A creative person is looking for inspiration in everything: for someone it is the morning sun, for someone the smell of mown grass, and someone is inspired by women. Our site will tell you about three great artists whose muses have become Russian beauties.
Muse of legal marriage

Pablo Picasso. Portrait of Olga in an armchair. 1917. Picasso Museum, Paris, France
The artist painted a portrait of Olga in an armchair at the very beginning of their acquaintance, when the girl had just become his irreplaceable and wonderful muse. Looking at the subsequent paintings by Picasso, in which he represents Olga, you can see how the artist's love turns into hate. At first, Olga was gentle, fragile and incredibly attractive, as the artist himself saw her. Over time, when the girl begins to annoy him, she gradually turns into a horse. After 10 years of marriage, Picasso decides to leave the Russian muse, but does not give her a divorce, since he is not going to share pictures with her.


Pablo Picasso. Portrait of Olga Khokhlova in a mantilla. 1917. Picasso Museum, Malaga, Spain.
Muse of the inner world

Salvador Dali. Atomic Leda. 1949. Dali Theater-Museum, Figueres, Spain.
Dali's "Atomic Leda" became one of the artist's best-selling paintings, in which the master presented the muse and love of his life - Checkmark. She was not only a lover for, but also a secretary, nanny and manager, in a word, she was everything in his life.

Salvador Dali and Gala.
Interestingly, despite his style, the only person he painted in a realistic style was Gala, this is because the only reality in his life was only her.

Salvador Dali "The Corpuscular Azure Ascension of the Madonna", 1952.
Before meeting Dali, she was the muse of the French poet Paul Eluard (and even marry him) and the German artist Max Ernst. But as soon as Dali appeared in her life, she left everyone for the sake of a not yet so popular and young artist.
Muse of a happy old age

Henri Matisse. Girl in a blue blouse (Portrait of Lydia Delectorskaya). 1939. State Hermitage.
Mathis painted a lot of Lydia Delectorskaya, once even admitted: “When I'm bored, I make a portrait of Madame Lydia.
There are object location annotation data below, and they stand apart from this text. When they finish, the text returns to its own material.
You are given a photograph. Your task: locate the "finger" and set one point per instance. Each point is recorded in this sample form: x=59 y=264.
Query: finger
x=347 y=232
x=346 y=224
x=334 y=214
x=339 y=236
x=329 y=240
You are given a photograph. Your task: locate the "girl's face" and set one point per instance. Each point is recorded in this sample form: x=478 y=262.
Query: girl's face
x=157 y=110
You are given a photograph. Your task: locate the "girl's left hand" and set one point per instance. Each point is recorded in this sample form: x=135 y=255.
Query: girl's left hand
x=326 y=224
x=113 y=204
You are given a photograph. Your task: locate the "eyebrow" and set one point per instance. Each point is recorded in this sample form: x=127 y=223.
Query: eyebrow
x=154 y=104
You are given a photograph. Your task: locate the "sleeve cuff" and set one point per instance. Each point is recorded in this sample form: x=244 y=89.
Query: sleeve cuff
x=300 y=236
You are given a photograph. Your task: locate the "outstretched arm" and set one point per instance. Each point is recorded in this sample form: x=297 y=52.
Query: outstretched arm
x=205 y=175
I know her like a letter. " And therefore it is very difficult to choose any one portrait of the master's muse. Note that Lydia brought the painting "Girl in a Blue Blouse" with her to the Soviet Union and presented it to the Hermitage.

The meeting between a young emigrant and a famous master can be called fateful. After an unsuccessful marriage, the girl had to look for a job in order to somehow live. And knocking on the door of Mathis, she found here not only shelter, but also the love of her life. 22-year-old Lydia became a secretary, assistant and main muse of the artist, and in the future she was such a close person that she herself admitted more than once: “for 20 years she was“the light of his eyes”, and for me he is the only meaning of life”.

Henri Matisse. Portrait of Lydia Delectorskaya. 1947. State Hermitage Museum.